Laura Broadbent – Well, I avoid scenes like herpes. It is no coincidence that scene sounds just like ‘seen’ because it is very much about that – being seen. As I said before, I don’t want to be seen, though I want to be heard. More than anything I want to listen. That said, I am trying to be less hostile about this whole silly scene business. I know a poetry scene, however, is important, very important, on the basic terms of survival of poetry. This is unlike visual art and music scenes which are the more deplorable scenes I speak of. Often not so much about being together but being in the right place with the right people, and preoccupied with being cool. Just feels too much like high school. Montreal has some great stuff for poetry right now. My pals Ashley Oppenheim [high-priestess of unabashed occultist mysteries] and Guillaume Morissette [a heartbreakingly funny writer, a very disarmingly real person] run this series called ‘This is Happening Whether You Like It or Not’ which brings a little hip back into poetry readings – people read, music is performed, people party – not your typical stuffy sit-down, polite-applause affair. This year’s Writers Read program at Concordia is amazing. Amazinggg with three g's. Jon-Paul Fiorentino runs the pilot reading series at a bar called Sparrow which has been a success. As for Ontario, I don’t know – I moved to Montreal when I was 20 and go home about once a year.

TTQ – What’s next for Laura Broadbent?


Laura Broadbent – Trying and failing and trying and failing to live with heart while witnessing the utter violence, cruelty, stupidity, and destruction of mankind, both to itself and to the earth. You know. In Gary Snyder’s words, ‘stay together, learn the flowers, go light.‘


*Note – Photo of Laura Broadbent taken by Valdis Silins.



7 comments:

kirsty said...

I am so excited to read this, but also scared that it will make me crumble into a little pile of dust or not feel smart anymore.

potluck said...

Don't get me wrong, I am totally excited for the cave-in experience!

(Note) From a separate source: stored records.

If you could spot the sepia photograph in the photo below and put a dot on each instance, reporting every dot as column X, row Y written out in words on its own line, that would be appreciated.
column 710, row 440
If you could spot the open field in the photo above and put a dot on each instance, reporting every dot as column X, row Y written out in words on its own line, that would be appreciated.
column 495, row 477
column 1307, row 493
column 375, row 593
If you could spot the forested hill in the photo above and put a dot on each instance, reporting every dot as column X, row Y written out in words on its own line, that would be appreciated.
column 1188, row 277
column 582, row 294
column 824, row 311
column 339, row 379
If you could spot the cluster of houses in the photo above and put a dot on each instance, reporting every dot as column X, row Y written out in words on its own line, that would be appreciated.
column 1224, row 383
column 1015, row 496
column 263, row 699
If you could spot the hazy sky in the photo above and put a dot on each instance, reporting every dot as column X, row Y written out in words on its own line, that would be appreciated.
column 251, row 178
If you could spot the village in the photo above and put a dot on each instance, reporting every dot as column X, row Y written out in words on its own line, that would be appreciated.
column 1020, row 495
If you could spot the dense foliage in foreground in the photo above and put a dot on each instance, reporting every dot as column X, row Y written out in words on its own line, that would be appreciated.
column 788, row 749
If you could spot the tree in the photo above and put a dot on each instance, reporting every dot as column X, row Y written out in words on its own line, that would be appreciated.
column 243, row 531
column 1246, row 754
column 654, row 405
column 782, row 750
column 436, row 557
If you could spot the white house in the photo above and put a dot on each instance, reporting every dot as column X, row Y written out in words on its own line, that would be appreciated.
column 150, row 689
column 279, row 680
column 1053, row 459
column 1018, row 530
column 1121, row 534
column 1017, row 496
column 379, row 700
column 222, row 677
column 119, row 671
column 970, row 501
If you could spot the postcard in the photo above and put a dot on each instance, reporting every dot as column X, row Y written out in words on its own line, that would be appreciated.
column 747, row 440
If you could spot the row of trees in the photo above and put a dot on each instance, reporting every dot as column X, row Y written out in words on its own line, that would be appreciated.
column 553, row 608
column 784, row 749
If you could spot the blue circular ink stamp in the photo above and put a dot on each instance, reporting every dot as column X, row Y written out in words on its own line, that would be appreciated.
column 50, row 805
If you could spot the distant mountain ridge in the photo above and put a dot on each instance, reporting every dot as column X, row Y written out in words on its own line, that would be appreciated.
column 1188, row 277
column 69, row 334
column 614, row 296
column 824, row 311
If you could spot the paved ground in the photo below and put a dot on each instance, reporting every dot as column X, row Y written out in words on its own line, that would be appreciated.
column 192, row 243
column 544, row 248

I'm psyched.

Anonymous said...

3this is pretty flakey. why is this site always young sexy poetry ladies? it's like american apparel or something. and you quote these young girls who say embarassing things about poetry, its like porn auditions. what happens if they become succesful poets in 15 years and people research them and they have these long winded hokey quotes haunting them all because of your liscivious garison of girl panting poetry discussions.

Anonymous said...

long-winded? hokey? porn audition? man if ONLY porn stars spoke half as beautifully as this one....

sww said...

Perhaps if Ms.Broadbent put a bag over her head Anonymous would feel more kindly towards her,but I doubt it.I personally will not judge Anon's comment based on the many spelling errors but rather it's ill considered premise that somehow poetry must be published by plain people only who grunt in monosyllables when asked a question.Meanwhile i look forward to judging the book on content and can't wait for the Toronto Quarterly's Young Sexy Poetry Ladies 2013 calendar.

The Toronto Quarterly said...

Anonymous: Your derogatory comments are considered to be harassment and will NOT be tolerated. We tracked your comments and know who you are. We have informed the local authorities in your area and they have promised to look into the matter. I'm sure you will be hearing from them in the very near future. Comments like yours will NEVER be welcome here. Stay away!!

Anonymous said...

Beautiful.
A candid portrait of a reluctant artist.
However, I wonder what Ezra Pound would think of her right-wing-phobia in regards to poetry as if some mutual exclusivity exists... liberal education.